Re[2]: [I18n-sig] Encoding auto-detection
Cyrus Shaoul
cyrus@garage.co.jp
Sat, 02 Jun 2001 08:33:35 -0400
I have to agree with Tom. If there is room for human error, there will
be lots of errors. I have personally seen many CGI scripts that have
been sent data in unexpected encodings by buggy browsers. These browsers
still are in use (ex: IE 3.0), and I bet some future browser will
contain a similar bug in the future.
Just my .02,
Cyrus
>
> This is a utopian idea that completely falls apart in the real world.
>
> It is *very* common for email to be sent making use of both 8-bit and
> 7-bit encodings with no content-type or content-transfer-encoding.
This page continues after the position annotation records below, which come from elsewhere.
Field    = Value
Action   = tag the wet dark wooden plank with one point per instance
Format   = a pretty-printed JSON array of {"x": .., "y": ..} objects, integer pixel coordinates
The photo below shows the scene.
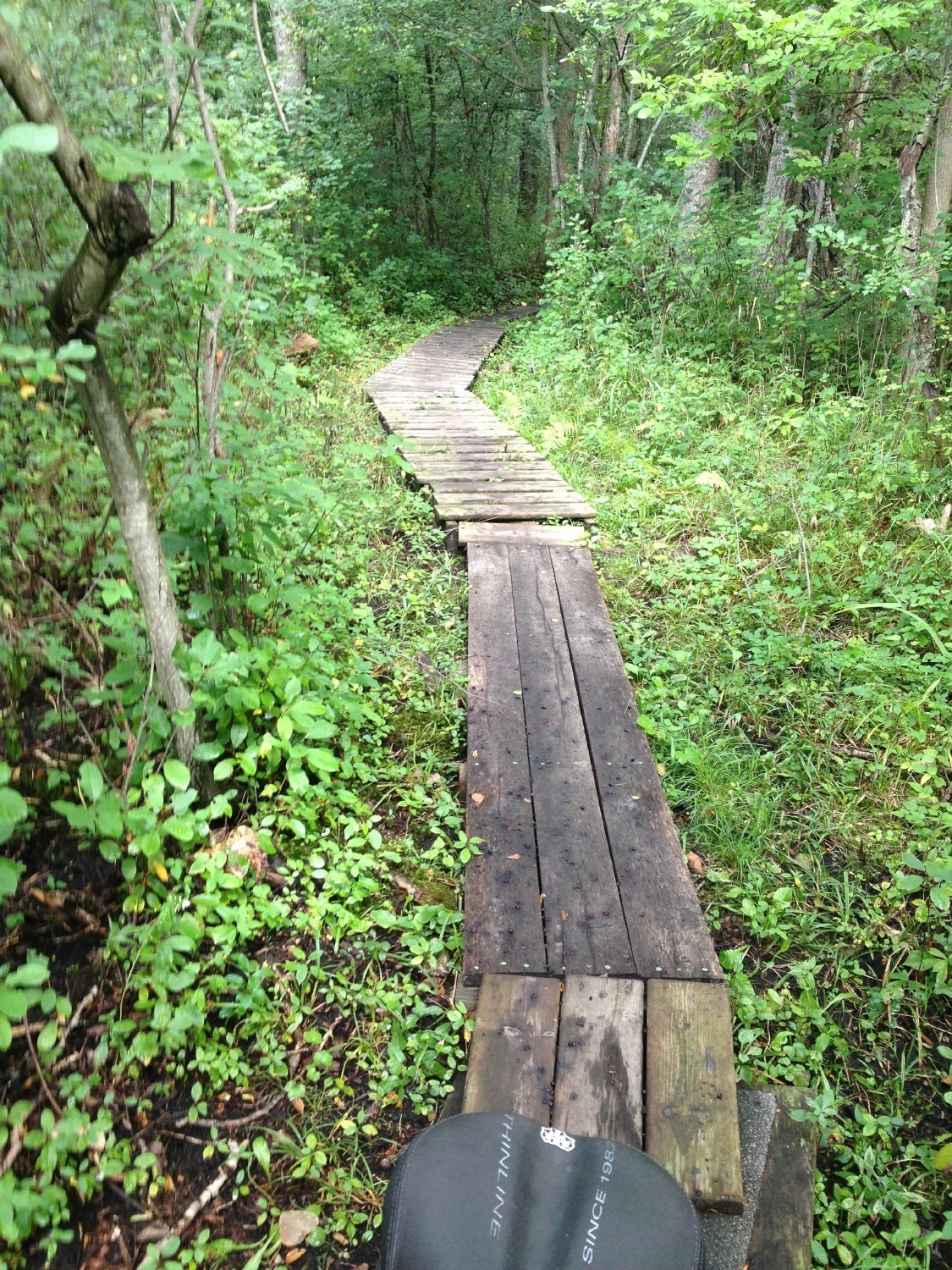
[
  {"x": 599, "y": 1067},
  {"x": 584, "y": 924},
  {"x": 665, "y": 924},
  {"x": 503, "y": 919},
  {"x": 522, "y": 533},
  {"x": 691, "y": 1096},
  {"x": 784, "y": 1224},
  {"x": 513, "y": 1051}
]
> Without some form of encoding/character set detection you have no idea
> what the mail message is encoded with. The fact that the mail RFCs
> dictate something is irrelevant.
>
> Similarly you can almost never trust the character encoding specified
> for web pages. I have seen a lot of pages that claim to be using
> CP1252 or ISO-8859-1 that are actually encoded with Shift-JIS or
> EUC-CN or Big 5. Indeed, when I was working on the Device Mosaic
> browser (the descendent of NCSA Mosaic that is was targeted for
> embedded devices) if we found a document claiming to be Latin-1 we
> ignored it and sniffed the encoding.
>
> It is also common to find pages in Japan, China, and Korea that don't
> specify a character set or encoding at all... the authors make
> assumptions about the people viewing the pages, which may be false. I
> have also seen Japanese pages that contain Shift-JIS *and* EUC-JP
> encoded characters in the *same* document.
>
> Higher level protocols cannot be believed.